🚀 Scikit-TALENT 🚀 is a scikit-compatible wrapper that enables the use of state-of-the-art deep learning models for tabular data with minimal effort and no learning curve.
- Seamlessly integrates with scikit-learn
- Supports deep learning-based classifiers for tabular data
- Enables quick experimentation with modern deep learning models
- Built-in hyperparameter tuning using Optuna
import numpy as np
import openml
from sklearn.metrics import balanced_accuracy_score
from sklearn.model_selection import train_test_split
from scikit_talent.talent_classifier import DeepClassifier
# Define the deep learning model type
model = "modernNCA"
e = DeepClassifier(model_type=model)
# Load dataset from OpenML
dataset = openml.datasets.get_dataset(3, download_data=True)
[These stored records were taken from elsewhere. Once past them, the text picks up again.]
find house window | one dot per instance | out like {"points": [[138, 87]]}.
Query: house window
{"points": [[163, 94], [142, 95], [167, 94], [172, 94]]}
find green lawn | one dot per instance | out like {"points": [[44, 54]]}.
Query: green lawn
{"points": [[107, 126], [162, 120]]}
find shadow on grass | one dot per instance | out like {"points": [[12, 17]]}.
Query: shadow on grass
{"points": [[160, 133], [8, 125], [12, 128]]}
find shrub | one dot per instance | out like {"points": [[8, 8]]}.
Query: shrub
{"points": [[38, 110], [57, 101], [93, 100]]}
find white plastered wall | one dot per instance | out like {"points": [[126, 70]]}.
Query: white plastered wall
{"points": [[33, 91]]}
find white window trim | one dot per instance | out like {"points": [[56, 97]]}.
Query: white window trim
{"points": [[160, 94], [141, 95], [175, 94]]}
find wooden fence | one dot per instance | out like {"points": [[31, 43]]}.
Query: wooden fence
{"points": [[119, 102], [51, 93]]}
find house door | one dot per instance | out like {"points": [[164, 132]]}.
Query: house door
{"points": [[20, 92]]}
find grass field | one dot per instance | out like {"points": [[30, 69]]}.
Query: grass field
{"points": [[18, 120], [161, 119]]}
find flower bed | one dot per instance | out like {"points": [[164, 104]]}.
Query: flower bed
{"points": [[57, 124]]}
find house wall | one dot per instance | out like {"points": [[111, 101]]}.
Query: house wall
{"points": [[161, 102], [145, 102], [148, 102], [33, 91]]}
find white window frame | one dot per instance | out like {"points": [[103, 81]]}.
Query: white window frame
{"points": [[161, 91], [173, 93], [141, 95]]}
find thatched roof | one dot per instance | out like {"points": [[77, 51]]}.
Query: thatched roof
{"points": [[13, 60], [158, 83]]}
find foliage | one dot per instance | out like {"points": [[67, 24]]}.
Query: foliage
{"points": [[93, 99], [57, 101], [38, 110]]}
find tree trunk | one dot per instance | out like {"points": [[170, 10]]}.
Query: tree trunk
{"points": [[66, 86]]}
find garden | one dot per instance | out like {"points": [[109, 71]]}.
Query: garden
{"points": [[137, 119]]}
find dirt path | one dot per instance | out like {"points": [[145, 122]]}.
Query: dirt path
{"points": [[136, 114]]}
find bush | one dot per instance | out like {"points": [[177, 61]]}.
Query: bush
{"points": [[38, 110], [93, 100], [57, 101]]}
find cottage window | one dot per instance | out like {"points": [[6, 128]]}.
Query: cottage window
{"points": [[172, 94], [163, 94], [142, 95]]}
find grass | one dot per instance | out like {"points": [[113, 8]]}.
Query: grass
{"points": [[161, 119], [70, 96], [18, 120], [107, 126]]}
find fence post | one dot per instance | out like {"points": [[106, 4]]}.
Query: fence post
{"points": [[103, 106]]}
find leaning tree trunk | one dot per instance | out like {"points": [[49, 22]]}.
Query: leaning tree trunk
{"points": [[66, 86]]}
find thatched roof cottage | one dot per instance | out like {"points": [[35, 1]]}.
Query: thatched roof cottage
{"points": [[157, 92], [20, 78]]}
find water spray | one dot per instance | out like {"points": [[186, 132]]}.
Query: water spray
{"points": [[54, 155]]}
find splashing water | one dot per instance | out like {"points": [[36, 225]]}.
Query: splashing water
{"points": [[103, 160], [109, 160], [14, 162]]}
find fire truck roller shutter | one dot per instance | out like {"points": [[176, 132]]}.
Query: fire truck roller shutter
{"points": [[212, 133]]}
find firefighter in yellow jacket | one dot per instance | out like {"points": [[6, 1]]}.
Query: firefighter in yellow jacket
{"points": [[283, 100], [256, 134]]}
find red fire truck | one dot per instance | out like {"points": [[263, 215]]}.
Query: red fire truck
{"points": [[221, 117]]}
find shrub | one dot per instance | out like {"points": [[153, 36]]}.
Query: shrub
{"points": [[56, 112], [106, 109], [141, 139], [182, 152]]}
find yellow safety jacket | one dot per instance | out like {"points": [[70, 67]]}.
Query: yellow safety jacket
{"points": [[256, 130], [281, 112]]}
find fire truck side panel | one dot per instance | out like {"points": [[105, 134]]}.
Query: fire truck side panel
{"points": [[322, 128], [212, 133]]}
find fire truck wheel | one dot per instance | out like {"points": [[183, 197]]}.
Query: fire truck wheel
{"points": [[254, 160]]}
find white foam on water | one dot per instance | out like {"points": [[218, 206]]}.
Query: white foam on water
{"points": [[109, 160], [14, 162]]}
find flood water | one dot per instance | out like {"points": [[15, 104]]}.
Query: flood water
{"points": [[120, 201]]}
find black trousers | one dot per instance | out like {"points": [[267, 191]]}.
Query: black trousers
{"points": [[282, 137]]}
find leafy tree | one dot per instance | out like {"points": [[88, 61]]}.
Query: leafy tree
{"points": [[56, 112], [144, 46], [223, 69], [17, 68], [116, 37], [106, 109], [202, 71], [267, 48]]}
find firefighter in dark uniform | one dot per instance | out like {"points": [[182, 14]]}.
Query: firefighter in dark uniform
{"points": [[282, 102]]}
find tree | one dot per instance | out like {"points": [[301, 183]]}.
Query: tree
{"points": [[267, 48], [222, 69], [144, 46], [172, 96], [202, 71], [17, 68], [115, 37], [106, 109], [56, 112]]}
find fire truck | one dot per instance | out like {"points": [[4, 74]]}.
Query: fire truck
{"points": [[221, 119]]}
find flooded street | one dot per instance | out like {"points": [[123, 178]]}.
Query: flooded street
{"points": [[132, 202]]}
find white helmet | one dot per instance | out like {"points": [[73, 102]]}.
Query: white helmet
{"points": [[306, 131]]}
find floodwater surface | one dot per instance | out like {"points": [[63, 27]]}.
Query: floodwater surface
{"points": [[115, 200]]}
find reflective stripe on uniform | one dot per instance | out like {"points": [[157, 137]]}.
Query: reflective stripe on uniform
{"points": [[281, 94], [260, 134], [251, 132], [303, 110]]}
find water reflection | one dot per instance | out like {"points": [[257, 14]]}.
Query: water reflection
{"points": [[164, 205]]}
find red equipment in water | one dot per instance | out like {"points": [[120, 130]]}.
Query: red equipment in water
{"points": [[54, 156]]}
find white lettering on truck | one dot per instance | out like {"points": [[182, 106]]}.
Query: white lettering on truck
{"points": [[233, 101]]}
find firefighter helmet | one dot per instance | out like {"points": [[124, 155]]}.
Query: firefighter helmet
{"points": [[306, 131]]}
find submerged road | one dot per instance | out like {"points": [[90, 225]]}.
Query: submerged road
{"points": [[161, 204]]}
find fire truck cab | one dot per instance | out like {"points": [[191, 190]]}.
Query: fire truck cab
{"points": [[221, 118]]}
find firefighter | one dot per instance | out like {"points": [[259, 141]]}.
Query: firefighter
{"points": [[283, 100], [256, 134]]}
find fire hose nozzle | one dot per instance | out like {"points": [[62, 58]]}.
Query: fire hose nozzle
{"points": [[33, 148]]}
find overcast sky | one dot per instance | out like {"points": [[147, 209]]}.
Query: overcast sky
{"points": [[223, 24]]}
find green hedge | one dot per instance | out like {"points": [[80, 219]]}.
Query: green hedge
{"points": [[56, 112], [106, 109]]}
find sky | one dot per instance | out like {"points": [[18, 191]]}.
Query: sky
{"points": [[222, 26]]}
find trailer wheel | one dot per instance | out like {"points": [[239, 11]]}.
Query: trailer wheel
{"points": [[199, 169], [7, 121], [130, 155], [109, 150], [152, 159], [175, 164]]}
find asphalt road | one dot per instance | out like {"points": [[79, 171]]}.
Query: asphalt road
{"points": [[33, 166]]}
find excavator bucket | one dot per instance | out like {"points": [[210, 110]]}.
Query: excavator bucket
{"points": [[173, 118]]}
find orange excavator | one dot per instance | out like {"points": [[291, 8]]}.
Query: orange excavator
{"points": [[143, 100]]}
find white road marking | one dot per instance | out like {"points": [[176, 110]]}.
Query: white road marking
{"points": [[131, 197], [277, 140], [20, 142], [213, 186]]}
X, y, categorical_indicator, _ = dataset.get_data(
target=dataset.default_target_attribute, dataset_format="dataframe"
)
X, y = np.array(X), np.array(y)
# Split dataset
dataset_size = 100 # Define training size
X_train_pre, X_test, y_train_pre, y_test = train_test_split(
X, y, train_size=dataset_size, random_state=0, shuffle=True, stratify=y
)
# Train and evaluate the model
e.fit(X_train_pre, y_train_pre, categorical_indicator)
predictions = e.predict(X_test)
score = balanced_accuracy_score(y_test, predictions)
print(f"{model}: Balanced Accuracy Score = {score}")
Hyperparameter tuning is supported via Optuna, allowing automatic optimization of model parameters.
Example usage (refer to optuna_demo.py
for details):
tune_hyper_parameters(
model, # Model instance
opt_space, # Hyperparameter search space
x_train_sub, # Training subset
y_train_sub, # Training labels
x_val, # Validation subset
y_val, # Validation labels
categorical_indicator, # Categorical feature indicators
)